Sherry Fairchok
January 2004

 

Sherry Fairchok was born in 1962 in Scranton, Pa., to a family that had lived for four generations in the coal-mining region of Northeastern Pennsylvania. During her early childhood, her parents relocated to Syracuse, N.Y., where Sherry grew up, published her first poems in Seventeen magazine, and later enrolled in Syracuse University. Despite winning the university's 1983 Whiffin Prize for best undergraduate poem, she dropped out of school and spent nine years working as a secretary. She returned to Syracuse University to take a bachelor's degree in 1993. After that, she attended various adult education program and community college poetry workshops until she was encouraged by Thomas Lux to apply to graduate writing programs. In 1997, Sherry earned an MFA from Sarah Lawrence College. Her chapbook, "A Stone That Burns," won The Ledge 1999 Chapbook Award.

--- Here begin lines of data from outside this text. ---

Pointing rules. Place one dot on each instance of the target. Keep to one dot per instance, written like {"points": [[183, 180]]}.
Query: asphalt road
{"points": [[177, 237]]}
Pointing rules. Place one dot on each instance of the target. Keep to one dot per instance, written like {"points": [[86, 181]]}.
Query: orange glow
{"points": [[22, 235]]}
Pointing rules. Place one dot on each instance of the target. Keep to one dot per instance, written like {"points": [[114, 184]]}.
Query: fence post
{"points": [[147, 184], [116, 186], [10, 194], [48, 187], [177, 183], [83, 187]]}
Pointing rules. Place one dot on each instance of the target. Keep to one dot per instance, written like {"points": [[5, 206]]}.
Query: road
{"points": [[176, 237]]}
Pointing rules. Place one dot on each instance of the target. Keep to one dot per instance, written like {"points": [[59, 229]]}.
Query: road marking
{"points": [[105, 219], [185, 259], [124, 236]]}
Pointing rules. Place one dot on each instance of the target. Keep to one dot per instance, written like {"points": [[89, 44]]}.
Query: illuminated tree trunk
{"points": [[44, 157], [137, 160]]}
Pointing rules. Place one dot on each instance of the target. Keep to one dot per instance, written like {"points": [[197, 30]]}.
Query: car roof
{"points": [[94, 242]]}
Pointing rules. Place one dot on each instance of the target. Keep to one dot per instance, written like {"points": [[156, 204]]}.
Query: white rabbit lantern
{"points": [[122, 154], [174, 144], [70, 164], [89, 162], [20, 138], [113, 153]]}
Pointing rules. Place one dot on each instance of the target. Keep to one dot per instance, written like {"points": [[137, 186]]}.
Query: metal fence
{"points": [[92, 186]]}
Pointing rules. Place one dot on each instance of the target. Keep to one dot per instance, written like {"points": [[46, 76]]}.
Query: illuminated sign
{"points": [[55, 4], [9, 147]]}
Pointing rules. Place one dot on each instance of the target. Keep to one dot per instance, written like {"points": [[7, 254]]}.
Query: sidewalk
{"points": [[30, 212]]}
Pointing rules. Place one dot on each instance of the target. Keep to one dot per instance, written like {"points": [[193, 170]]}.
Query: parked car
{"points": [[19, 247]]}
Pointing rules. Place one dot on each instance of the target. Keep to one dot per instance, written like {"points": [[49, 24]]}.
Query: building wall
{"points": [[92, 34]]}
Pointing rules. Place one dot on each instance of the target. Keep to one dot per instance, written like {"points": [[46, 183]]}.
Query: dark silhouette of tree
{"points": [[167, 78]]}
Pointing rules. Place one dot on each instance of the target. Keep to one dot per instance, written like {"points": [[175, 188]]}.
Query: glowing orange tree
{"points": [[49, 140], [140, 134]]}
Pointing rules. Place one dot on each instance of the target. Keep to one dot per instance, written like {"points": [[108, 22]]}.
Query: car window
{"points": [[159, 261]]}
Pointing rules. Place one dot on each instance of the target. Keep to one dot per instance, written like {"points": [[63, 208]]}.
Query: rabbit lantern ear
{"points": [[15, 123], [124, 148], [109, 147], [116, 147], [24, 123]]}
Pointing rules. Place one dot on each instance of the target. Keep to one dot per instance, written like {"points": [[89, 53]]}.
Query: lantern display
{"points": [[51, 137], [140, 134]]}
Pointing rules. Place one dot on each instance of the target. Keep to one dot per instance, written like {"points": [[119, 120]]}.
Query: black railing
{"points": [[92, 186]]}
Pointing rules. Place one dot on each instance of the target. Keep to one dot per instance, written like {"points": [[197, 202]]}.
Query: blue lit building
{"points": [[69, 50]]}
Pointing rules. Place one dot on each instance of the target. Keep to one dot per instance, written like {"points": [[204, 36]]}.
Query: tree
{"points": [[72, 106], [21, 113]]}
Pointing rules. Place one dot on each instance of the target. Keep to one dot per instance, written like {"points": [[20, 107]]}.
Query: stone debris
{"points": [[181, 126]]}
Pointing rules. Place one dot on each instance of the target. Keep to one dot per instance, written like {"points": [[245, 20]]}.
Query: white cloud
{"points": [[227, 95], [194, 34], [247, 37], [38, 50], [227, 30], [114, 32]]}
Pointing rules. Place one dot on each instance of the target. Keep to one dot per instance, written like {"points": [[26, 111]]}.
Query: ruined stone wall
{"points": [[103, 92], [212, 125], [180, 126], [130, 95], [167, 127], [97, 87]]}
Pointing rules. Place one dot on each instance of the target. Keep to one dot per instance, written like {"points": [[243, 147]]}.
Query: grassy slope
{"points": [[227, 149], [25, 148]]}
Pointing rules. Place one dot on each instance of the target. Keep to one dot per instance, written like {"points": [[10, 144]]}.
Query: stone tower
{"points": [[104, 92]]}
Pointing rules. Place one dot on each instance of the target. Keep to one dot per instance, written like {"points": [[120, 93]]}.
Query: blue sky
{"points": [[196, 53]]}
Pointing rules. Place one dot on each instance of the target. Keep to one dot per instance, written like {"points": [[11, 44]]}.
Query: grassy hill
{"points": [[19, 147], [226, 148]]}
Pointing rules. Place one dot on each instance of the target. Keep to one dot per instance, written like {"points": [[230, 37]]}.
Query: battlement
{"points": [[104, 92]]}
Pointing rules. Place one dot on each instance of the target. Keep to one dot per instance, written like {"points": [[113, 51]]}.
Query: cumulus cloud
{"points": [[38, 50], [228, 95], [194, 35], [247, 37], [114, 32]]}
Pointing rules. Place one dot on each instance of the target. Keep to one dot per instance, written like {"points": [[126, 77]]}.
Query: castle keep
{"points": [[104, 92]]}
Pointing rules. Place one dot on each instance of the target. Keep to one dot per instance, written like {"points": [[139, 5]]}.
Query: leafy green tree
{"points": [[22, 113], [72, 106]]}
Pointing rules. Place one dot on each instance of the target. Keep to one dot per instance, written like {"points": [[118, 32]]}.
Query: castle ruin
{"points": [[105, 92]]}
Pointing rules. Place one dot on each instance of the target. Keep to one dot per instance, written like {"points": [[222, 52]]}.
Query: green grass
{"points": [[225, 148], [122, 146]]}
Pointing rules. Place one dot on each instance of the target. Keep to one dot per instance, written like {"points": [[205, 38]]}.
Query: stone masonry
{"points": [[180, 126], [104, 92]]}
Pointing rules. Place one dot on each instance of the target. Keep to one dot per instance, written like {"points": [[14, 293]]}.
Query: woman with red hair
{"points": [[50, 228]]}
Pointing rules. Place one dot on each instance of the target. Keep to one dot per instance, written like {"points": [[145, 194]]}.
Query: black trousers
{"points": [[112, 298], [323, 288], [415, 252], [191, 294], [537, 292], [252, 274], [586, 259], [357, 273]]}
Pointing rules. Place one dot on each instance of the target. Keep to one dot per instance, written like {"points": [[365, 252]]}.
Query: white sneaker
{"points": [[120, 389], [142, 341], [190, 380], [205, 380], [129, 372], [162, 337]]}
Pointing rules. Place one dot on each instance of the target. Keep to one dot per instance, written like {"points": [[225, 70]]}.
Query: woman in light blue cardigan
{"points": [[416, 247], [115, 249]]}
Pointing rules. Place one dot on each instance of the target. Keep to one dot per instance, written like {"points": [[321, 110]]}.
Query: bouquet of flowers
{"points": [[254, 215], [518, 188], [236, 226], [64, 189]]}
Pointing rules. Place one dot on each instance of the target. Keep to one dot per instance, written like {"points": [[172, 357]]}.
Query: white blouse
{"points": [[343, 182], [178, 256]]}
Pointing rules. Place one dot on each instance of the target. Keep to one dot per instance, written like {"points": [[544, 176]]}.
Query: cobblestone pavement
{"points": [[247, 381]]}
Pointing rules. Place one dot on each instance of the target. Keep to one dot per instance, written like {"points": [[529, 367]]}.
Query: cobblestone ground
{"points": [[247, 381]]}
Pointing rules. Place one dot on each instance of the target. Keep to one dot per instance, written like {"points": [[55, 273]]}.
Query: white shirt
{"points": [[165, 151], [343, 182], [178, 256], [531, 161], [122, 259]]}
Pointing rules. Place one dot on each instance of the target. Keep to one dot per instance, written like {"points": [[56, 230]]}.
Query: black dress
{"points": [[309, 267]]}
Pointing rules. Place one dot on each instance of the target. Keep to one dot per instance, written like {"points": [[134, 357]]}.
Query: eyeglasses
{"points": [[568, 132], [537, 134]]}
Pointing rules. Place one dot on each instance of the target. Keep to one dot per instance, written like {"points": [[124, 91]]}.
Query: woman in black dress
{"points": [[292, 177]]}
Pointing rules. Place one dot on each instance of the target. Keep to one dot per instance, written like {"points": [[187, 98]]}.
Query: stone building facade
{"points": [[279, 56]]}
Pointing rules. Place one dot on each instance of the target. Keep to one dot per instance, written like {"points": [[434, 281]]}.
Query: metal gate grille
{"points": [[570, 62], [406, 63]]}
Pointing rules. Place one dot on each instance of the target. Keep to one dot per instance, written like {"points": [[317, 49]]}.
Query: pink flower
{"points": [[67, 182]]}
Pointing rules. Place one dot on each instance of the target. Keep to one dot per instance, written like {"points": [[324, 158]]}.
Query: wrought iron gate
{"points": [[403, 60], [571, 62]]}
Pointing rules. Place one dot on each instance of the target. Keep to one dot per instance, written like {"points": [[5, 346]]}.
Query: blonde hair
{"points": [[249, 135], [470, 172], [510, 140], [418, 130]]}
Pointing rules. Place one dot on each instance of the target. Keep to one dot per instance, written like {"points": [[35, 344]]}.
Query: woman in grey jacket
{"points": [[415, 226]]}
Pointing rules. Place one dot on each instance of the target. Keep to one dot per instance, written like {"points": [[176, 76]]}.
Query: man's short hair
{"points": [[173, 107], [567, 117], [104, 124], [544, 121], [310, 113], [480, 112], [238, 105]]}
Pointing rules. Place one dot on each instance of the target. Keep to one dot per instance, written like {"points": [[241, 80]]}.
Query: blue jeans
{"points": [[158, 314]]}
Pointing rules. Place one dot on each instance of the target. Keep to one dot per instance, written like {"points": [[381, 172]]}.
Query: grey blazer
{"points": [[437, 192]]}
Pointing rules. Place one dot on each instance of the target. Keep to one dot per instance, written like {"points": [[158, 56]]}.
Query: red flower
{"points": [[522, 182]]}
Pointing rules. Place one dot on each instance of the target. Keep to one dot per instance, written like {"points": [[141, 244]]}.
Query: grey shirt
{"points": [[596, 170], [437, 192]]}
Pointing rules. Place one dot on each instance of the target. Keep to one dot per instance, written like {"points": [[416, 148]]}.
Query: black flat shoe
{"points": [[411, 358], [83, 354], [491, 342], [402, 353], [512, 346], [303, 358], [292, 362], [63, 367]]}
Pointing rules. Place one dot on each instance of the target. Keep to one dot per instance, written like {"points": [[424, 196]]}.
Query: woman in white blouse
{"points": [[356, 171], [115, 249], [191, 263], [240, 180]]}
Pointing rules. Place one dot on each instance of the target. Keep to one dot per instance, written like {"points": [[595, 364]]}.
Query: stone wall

In 2002, she won the Pablo Neruda Prize in the Nimrod/Hardiman Literary Awards. CavanKerry Press published her first full-length collection of poems, "The Palace of Ashes," in December 2002. Individual poems have appeared in Ploughshares, DoubleTake, Southern Review, Poetry Northwest and other journals. Sherry lives in Mt. Vernon, N.Y., and works as a technical writer at an information technology consulting firm in Stamford, Conn.

Statement of Poetics

A friend asked me to critique a draft of her witty, fast-paced novel, set mostly in office parks, strip malls and subdivisions. I didn't mind the anomie or the pop culture references—but my inability to see a recognizable outdoor landscape anywhere in the book made my head hurt. I jotted in the margin two questions that I felt had to be answered: "What did they tear down or build over when they constructed these places? Where did these people come from, originally?" When I meet someone, I can't feel easy with him or her until I've "placed" the person in a landscape (with dirt of a certain color, certain trees, certain weather) and in a family (biological, selected or collected). I fear the obliteration of the character of particular places; I have a horror vacui. My poems fight emptiness by establishing hard, solid contexts.